Cristiano Ronaldo’s talent has never once been in doubt.
But when he arrived at Manchester United from Sporting Lisbon in 2003, his mentality needed to be changed in a big way.
Ronaldo not only brought huge expectation with him but also a nasty habit of hitting the deck when he felt the slightest touch from an opposition player.
As the diving culture began to pervade the Premier League, the Portuguese winger was singled out for particular condemnation for the frequency with which he feigned injury and attempted to trick referees into giving free kicks.
It needed to stop and his manager at the time, Sir Alex Ferguson, was eager to do so quickly and he set about toughening the youngster up.
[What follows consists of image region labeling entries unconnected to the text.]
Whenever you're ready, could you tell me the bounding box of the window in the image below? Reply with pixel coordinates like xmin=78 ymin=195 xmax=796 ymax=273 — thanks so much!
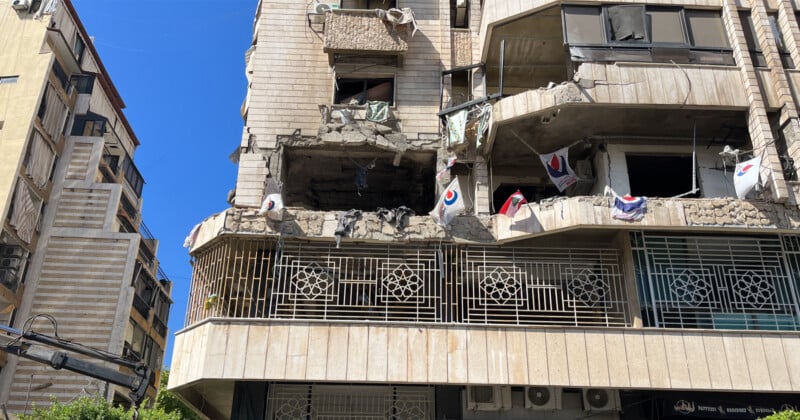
xmin=0 ymin=76 xmax=19 ymax=85
xmin=564 ymin=6 xmax=605 ymax=44
xmin=684 ymin=10 xmax=728 ymax=48
xmin=606 ymin=5 xmax=647 ymax=42
xmin=333 ymin=77 xmax=394 ymax=105
xmin=71 ymin=74 xmax=94 ymax=93
xmin=625 ymin=154 xmax=699 ymax=197
xmin=53 ymin=60 xmax=69 ymax=92
xmin=72 ymin=31 xmax=86 ymax=65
Former United coach Tony Coton has revealed how the Scot managed to fix that particular problem.
“Ferguson showed what he thought of this kid Ronaldo by handing him the club’s iconic No7 shirt when he signed him in 2003,” Coton told the Daily Mail.
“But just as important was the gaffer’s ability to recognise his weaknesses.
“One flaw was his habit of falling to the floor like a rag doll every time he lost a tackle.
“Sir Alex embarked on a mission to toughen him up. Members of the coaching staff were encouraged to turn a blind eye if they saw Ronaldo being fouled in practise matches and small-sided games.
“These games were intense and no prisoners were taken.
“Poor Ronaldo didn’t know what hit him as teammates he’d been sharing a joke with him gave him the kind of treatment that was no laughing matter.
“When a free-kick was not forthcoming, he’d throw his hands up in outrage and sit on the turf muttering Portuguese curses while the game continued around him.
“Toughened pros like Roy Keane, Rio Ferdinand would lambast him for being soft.
“It was tough love and slowly but surely, the message began to seep into our winger’s consciousness.”
Ronaldo went on to win everything there was to win with United before sealing a £80 million move to Real Madrid in 2009. He’s done pretty well since he went there.